Flexibilität und Effizienz bei der Inbetriebnahme
Durch die Kombination von Simulation und KI reduziert die Lösung den Aufwand für die Inbetriebnahme und vereinfacht Formatänderungen, wodurch die Maschinen besser an unterschiedliche Produkte und Produktionsbedingungen angepasst werden können.
Wir bringen Industrial AI in die Automatisierung

Ein neuer Ansatz für maschinelle Intelligenz
Zusammen mit Siemens führt IMA ein neues Paradigma in der Verpackungsautomatisierung ein: den Übergang von einer deterministischen, anweisungsbasierten Steuerung hin zu Systemen, die lernen und sich anpassen können. Industrial AI wird Teil der Maschinenlogik selbst und beeinflusst direkt, wie sie sich in Echtzeit verhält.
Von der Simulation zur Leistung in der realen Welt
Die digitale Zwillingstechnologie ermöglicht die Simulation mehrerer Produktionsszenarien und generiert die Daten, die für das Training der Steuerungsmodelle vor dem physischen Einsatz erforderlich sind.
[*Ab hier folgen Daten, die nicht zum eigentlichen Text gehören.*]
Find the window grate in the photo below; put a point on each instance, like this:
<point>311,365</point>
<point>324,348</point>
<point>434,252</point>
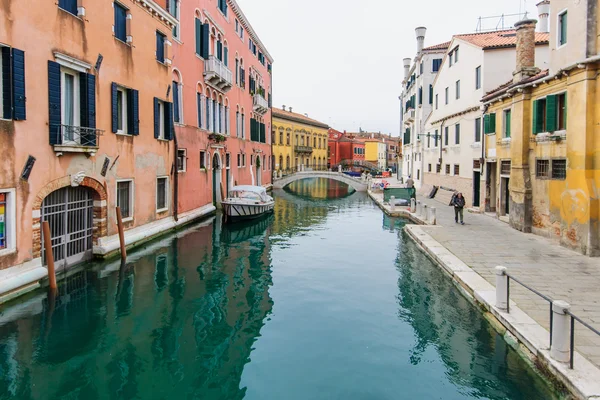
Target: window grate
<point>505,167</point>
<point>542,168</point>
<point>559,169</point>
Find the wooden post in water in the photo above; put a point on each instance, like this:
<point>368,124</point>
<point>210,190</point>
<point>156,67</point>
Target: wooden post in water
<point>49,255</point>
<point>121,234</point>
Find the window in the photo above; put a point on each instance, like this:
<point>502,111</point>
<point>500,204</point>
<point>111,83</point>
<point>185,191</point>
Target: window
<point>507,123</point>
<point>457,134</point>
<point>203,160</point>
<point>125,198</point>
<point>542,169</point>
<point>160,47</point>
<point>68,5</point>
<point>477,130</point>
<point>120,29</point>
<point>562,28</point>
<point>122,111</point>
<point>181,160</point>
<point>161,194</point>
<point>559,169</point>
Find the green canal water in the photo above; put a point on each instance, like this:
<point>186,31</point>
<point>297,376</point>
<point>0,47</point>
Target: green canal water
<point>326,299</point>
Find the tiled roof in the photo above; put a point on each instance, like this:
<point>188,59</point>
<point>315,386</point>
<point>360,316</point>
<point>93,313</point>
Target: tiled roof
<point>298,118</point>
<point>508,85</point>
<point>499,39</point>
<point>441,46</point>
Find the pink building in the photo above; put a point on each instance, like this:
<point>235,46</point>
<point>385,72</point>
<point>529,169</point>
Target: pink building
<point>221,90</point>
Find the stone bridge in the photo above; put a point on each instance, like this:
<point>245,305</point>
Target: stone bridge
<point>356,183</point>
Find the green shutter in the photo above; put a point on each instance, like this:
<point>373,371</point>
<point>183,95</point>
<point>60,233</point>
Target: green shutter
<point>551,113</point>
<point>535,124</point>
<point>493,123</point>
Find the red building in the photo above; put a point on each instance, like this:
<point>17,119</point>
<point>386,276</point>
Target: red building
<point>344,149</point>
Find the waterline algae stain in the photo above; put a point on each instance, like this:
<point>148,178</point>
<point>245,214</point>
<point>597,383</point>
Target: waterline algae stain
<point>325,299</point>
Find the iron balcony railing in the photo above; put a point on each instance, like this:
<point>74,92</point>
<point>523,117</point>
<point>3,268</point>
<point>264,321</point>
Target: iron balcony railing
<point>303,149</point>
<point>215,67</point>
<point>260,104</point>
<point>79,136</point>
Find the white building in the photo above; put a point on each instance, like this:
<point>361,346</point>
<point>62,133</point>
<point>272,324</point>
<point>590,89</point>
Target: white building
<point>417,102</point>
<point>473,65</point>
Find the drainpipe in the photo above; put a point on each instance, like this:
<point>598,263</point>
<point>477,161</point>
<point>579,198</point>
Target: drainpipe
<point>175,180</point>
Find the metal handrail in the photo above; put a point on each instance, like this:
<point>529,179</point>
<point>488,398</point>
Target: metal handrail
<point>551,301</point>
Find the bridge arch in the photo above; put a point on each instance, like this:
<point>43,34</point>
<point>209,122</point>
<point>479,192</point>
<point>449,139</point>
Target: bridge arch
<point>357,184</point>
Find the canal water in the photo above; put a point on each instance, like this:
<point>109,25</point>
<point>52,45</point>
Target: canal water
<point>326,299</point>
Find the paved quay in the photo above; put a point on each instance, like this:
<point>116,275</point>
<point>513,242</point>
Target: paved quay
<point>485,242</point>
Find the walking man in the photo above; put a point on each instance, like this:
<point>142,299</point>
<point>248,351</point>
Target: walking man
<point>458,201</point>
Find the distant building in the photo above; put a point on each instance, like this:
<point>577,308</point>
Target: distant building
<point>344,150</point>
<point>298,141</point>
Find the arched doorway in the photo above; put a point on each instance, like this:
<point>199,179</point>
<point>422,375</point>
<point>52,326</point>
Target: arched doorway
<point>258,172</point>
<point>70,214</point>
<point>216,161</point>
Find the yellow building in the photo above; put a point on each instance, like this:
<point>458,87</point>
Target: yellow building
<point>542,158</point>
<point>298,141</point>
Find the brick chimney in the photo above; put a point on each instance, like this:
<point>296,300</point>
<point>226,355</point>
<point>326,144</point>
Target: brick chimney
<point>525,50</point>
<point>543,13</point>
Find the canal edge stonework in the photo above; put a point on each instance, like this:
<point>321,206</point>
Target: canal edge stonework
<point>583,382</point>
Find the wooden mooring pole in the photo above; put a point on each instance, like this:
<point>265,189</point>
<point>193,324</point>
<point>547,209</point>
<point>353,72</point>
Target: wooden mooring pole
<point>121,234</point>
<point>49,255</point>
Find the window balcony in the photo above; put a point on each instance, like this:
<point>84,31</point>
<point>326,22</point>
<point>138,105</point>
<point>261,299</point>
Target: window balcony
<point>261,105</point>
<point>303,149</point>
<point>217,74</point>
<point>77,139</point>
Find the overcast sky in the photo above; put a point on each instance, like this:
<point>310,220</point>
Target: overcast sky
<point>340,61</point>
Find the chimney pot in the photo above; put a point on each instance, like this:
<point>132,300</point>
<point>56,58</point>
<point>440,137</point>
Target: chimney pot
<point>420,32</point>
<point>544,13</point>
<point>525,50</point>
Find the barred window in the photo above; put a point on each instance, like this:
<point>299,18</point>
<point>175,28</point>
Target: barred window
<point>559,169</point>
<point>542,169</point>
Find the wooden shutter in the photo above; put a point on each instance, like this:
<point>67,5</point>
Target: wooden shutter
<point>156,118</point>
<point>205,40</point>
<point>54,97</point>
<point>198,37</point>
<point>114,112</point>
<point>6,77</point>
<point>133,112</point>
<point>18,85</point>
<point>169,131</point>
<point>551,122</point>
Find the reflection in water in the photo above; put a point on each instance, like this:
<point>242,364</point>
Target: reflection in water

Das reduziert die Anzahl der Tests an der realen Maschine und ermöglicht einen besseren Ausgangspunkt bei der Inbetriebnahme.


Den Endkunden einen Mehrwert bieten
Für Endverbraucher sind die Auswirkungen greifbar: einfacher Inbetriebnahme, einfachere Formatwechsel und Maschinen, die sich besser an unterschiedliche Produktionsanforderungen anpassen können. Dieser Ansatz reduziert die Komplexität, während Erhöhung der betrieblichen Flexibilität und des langfristigen Werts.
Für uns ist das ein erster Schritt zur Verpackung der Zukunft: Maschinen, die nicht nur leistungsfähiger sind, sondern auch lernen, sich anpassen und weiterentwickeln können.